This essay compares William Faulkner's "A Rose for Emily" (1930) and Charlotte Perkins Gilman's "The Yellow Wallpaper" (1892), two short stories that illuminate the experiences of women in their respective historical moments in the United States. The paper examines how each author uses symbolism — particularly the house as a recurring motif — as well as differing narrative perspectives and structural techniques to portray female suffering and societal constraint. While Faulkner employs third-person narration, rich description, and foreshadowing, Gilman uses first-person interiority and fragmented prose to draw readers into a character's mental breakdown. Both stories ultimately depict women trapped by social expectations, escaping only through death or madness.
"A Rose for Emily" by William Faulkner (1930) and "The Yellow Wallpaper" by Charlotte Perkins Gilman (1892) are both intimate stories about women living in their particular times in the United States. Both provide genuine insights into what it was like to be female during these historic periods. However, the styles of the two authors make the stories very different in their approach and effect on the reader.
"A Rose for Emily," told in five separate sections, is rich with the descriptions, plot structures, and mood that made Faulkner such a dynamic and memorable writer. After only a few lines, the reader is transported into that period and place. For example, when reading the second paragraph, one can easily imagine the look and style of the house:
"It was a big, squarish frame house that had once been white, decorated with cupolas and spires and scrolled balconies in the heavily lightsome style of the seventies, set on what had once been our most select street. But garages and cotton gins had encroached and obliterated even the august names of that neighborhood; only Miss Emily's house was left, lifting its stubborn and coquettish decay above the cotton wagons and the gasoline pumps — an eyesore among eyesores."
Yet Faulkner goes beyond describing the house by itself. He uses symbolic writing to compare the house with its owner, as if they had become one — which, ironically, they had. Although a "slender woman in white" who held her head high and proud when young, Emily later grew fat, gray-haired, and old. Like her house, she is aged, graying, and decayed.
Even the "rose" in the title carries a number of symbolic meanings. In its prime, the rose is a wondrous sight; however, it does not last long but shrivels up and soon loses its fragrance and beauty. It is also a symbol of love, which, in this story, also withers and dies. During the Middle Ages, the rose was a symbol of martyrdom — another way to interpret Emily's life. A rose is also something placed on a grave, a foreshadowing of what is to come, which is another of Faulkner's literary techniques.
A third-person narrator tells the story through a series of flashbacks and moments of foreshadowing. Throughout the tale, this storyteller moves back and forth through events in the tragic life of Emily Grierson and her town. The pieces of the story are interwoven, just as Emily's life is interwoven with the lives of the townspeople.

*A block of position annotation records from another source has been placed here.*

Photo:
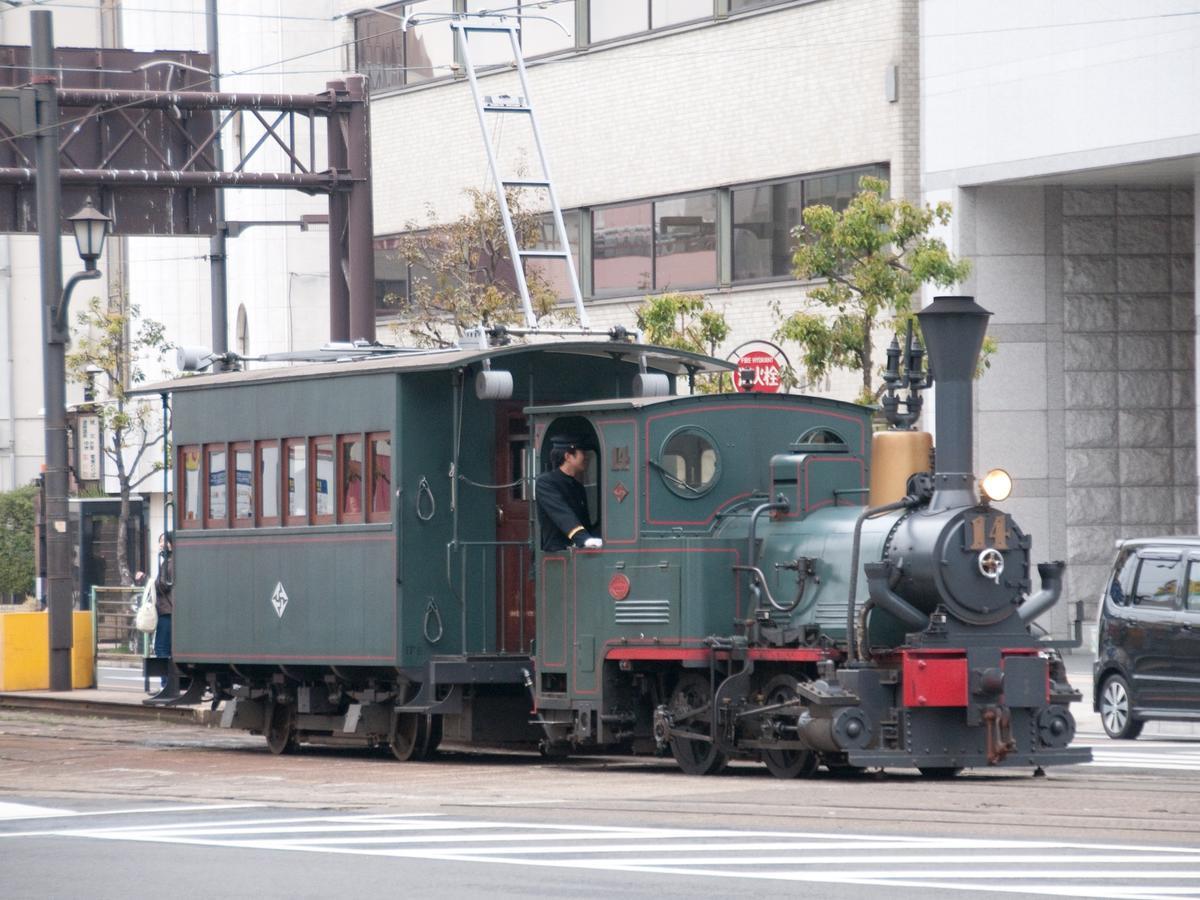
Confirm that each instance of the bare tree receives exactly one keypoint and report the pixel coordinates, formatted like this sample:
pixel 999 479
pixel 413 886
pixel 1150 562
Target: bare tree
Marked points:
pixel 109 347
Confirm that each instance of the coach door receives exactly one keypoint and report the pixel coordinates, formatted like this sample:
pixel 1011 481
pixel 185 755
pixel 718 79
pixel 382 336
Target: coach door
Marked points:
pixel 514 563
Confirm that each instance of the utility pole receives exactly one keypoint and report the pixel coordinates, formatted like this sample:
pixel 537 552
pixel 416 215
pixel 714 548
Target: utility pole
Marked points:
pixel 217 241
pixel 49 233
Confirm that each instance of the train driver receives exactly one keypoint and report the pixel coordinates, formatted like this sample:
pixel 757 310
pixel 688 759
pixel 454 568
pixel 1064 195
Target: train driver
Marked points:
pixel 562 503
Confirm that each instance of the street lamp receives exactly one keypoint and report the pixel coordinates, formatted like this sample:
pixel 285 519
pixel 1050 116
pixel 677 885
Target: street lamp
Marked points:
pixel 90 228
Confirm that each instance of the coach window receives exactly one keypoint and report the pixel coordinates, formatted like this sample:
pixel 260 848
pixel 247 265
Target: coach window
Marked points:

Finally, there is Faulkner's ability to create mood in so few words — in the case of the ending, just a strand of hair. Who cannot feel sorrow, pity, and yet disgust for Emily? "Then we noticed that in the second pillow was the indentation of a head. One of us lifted something from it, and leaning forward, that faint and invisible dust dry and acrid in the nostrils, we saw a long strand of iron-gray hair."
"The Yellow Wallpaper" is another story about what is expected of women. Both stories show the suffering of women because of the way they are treated — indeed, mistreated and victimized — for wanting a different life than the prescribed norm. In Gilman's story, the narrator, a new mother, is told to abandon her writing and intellectualism. She does not even have an identity of her own, remaining nameless throughout.
Whereas Faulkner moves his story forward with detailed description and third-person narration, Gilman carries the reader into the action through ongoing first-person thoughts and comments. Readers learn about Emily through the eyes of a narrator and the townspeople; they learn about Gilman's character directly from her own thoughts and fantasies. By the end of the story, the reader is inside her mind, feeling her mental breakdown, obsession, and fight against insanity.
"Houses as protection versus confinement in both stories"
"Fragmented prose mirrors narrator's deteriorating mind"
"What is the matter?" he cried. "For God's sake, what are you doing!"
I kept on creeping just the same, but I looked at him over my shoulder.
"I've got out at last," said I, "in spite of you and Jane. And I've pulled off most of the paper, so you can't put me back!"
Now why should that man have fainted? But he did, and right across my path by the wall, so that I had to creep over him every time!
Both women have finally escaped — one through Gothic death and the other through madness. Together, these two stories stand as powerful literary testaments to the social constraints imposed on women in nineteenth- and early twentieth-century America, and to the devastating personal costs of those constraints.